Vedi gli scavi nella roccia a fianco. Lì nel giro di qualche mese, entro la fine del 2009, ci sarà l’ascensore che porterà i visitatori a questo gioiello del Lago Maggiore con molto meno impegno e più rapidità. Ma si sa, i gioielli bisogna conquistarseli: una goccia di sudore scivola in verticale sulla guancia e ne segue la curvatura morbida. Siamo vicini, di nuovo, all’emozione sottile che il viaggiatore prova quando arriva nel posto che stava cercando. Un rullo di tamburi e poi quell’attimo di silenzio. Lo sguardo su tutto. Su niente.

Lo spazio che precede l’ingresso all’Eremo è fatto di sassi e rocce. C’è una balaustra oltre la quale la vista si inizia a perdere nella vastità della bellezza. Nel lago verde e pacifico sembra ci sia una battaglia navale quel pomeriggio. Navi di dimensioni diverse si muovono guardinghe, studiano la posizione delle altre, creano un reticolato sullo specchio d’acqua che le sostiene. Ridai confini di logica ai tuoi pensieri scattando una foto. Ti addentri nello spazio sacro e silenzioso.

Quello che ti fa sognare di questo posto, oltre all’evidente magnificenza naturale, è la leggenda che lo creò. Ci pensi avanzando lungo il corridoio a picco sulle acque lacustri. Rivedi Alberto il beato vivere per 35 anni in una grotta scavata nella roccia, qui accanto. Completamente solo. Meglio: senza uomini intorno. Con la più grande compagnia che si possa chiedere, quella di Dio.

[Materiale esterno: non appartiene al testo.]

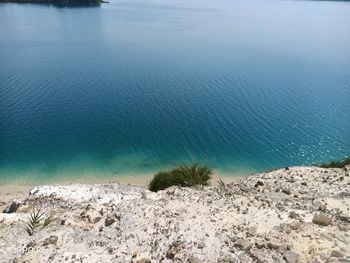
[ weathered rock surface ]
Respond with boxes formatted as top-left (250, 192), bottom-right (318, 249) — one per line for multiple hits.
top-left (0, 167), bottom-right (350, 263)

Alberto era un mercante capace e spesso senza scrupoli: oggi si direbbe un usuraio. La legge del guadagno economico indirizzava la sua vita. Fino al giorno in cui Dio lo mise alla prova per fargli capire chi realmente voleva essere in questa vita terrena.

Una notte accadde che Alberto stesse attraversando il Lago Maggiore dalla sponda piemontese a quella lombarda con una nave carica di merci e un manipolo di compagni. Un segno divino sotto forma di tempesta li sorprese. Fu un disastro. La nave andò distrutta, la merce persa. Ma quello che più conta: i marinai di Alberto morirono tutti. Lui, nel mezzo della tormenta, chiese la possibilità al cielo di rimanere ancora in vita per fare della sua esistenza un messaggio agli altri.

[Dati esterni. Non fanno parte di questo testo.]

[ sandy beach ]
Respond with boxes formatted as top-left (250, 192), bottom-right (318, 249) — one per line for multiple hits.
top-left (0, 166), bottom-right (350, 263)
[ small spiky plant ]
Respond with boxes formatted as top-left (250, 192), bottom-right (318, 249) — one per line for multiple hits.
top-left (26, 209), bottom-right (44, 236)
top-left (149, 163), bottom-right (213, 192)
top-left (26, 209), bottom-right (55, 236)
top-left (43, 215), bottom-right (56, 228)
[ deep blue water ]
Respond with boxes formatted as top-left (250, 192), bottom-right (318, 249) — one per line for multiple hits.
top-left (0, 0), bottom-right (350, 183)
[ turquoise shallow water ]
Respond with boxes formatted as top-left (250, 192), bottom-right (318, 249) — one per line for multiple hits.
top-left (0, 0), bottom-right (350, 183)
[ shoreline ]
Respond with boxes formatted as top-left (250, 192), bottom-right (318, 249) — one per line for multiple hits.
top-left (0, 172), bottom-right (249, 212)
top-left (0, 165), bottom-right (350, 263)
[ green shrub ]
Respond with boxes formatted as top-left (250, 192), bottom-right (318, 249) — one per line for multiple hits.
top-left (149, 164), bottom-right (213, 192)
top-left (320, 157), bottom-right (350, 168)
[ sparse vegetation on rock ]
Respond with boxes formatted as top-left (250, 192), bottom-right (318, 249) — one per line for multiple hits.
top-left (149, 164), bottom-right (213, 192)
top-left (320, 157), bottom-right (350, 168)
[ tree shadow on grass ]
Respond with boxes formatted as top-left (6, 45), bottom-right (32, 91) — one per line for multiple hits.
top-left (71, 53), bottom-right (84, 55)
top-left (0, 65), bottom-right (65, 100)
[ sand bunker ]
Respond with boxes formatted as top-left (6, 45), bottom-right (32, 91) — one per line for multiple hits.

Fece anche un voto a Santa Caterina. Le promise che avrebbe costruito in suo onore qualcosa di speciale proprio in quel punto del Lago. Alberto fu l’unico a salvarsi. Scosso nel profondo da questo fatto sentì le corde della sua spiritualità vibrare sempre più forte. Qualcosa di più grande c’era, c’è, ci sarà. E lui voleva urlarlo al mondo.

Quell’urlo si tradusse in 35 anni di vita da eremita, in una grotta nella roccia qua attorno. Ma soprattutto nel capolavoro partorito dai secoli dell’Eremo di Santa Caterina del Sasso. Stai per entrare tra le mura della costruzione e un filo di emozione si insinua tra i tuoi pensieri di pace, proprio in quell’istante.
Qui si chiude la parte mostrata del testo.